There is a third path though, which is the route we eventually took with Authentik Security, the company we were building on top of the project. We incorporated as a public benefit company, which means that we are legally bound by the terms in the OCV Public Benefit Company Charter. This includes commitments to keeping open source products open source, and ensuring the majority of new features added in a calendar year are made available under an open source license. Being a public benefit company means we are still held accountable, just through a different mechanism than the license.
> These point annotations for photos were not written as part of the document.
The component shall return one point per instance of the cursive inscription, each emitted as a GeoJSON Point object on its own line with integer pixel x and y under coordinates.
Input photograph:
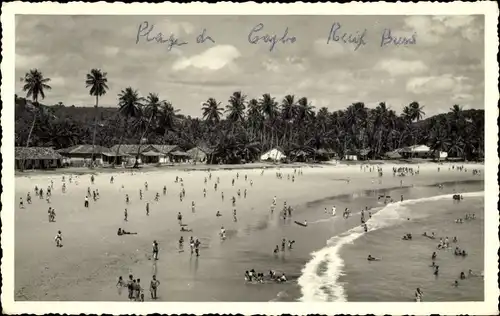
{"type": "Point", "coordinates": [388, 38]}
{"type": "Point", "coordinates": [145, 30]}
{"type": "Point", "coordinates": [203, 37]}
{"type": "Point", "coordinates": [271, 39]}
{"type": "Point", "coordinates": [357, 39]}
The process of changing the license

Changing licenses is a sensitive issue. I consulted with the top contributors to authentik to hear their feedback while we were in the process of setting up Authentik Security. Nobody objected, so we switched back to MIT and announced the change in the company announcement post. I think I was surprised there wasnt a backlash or accusations of putting profit over principle (we have all seen how impassioned people get about open source and ideals). I like to think that people saw the pragmatism in the decision: that MIT lets us further the work of authentik.

Reflections

While a copyleft license is one way to hold companies accountable to upholding the principles of open source, with Authentik Security we struck a balance between commercial viability with the more permissive MIT license and the values I wanted to entrench with becoming a Public Benefit Company. I now get to work full time on my hobby, and the core of authentik is still open source.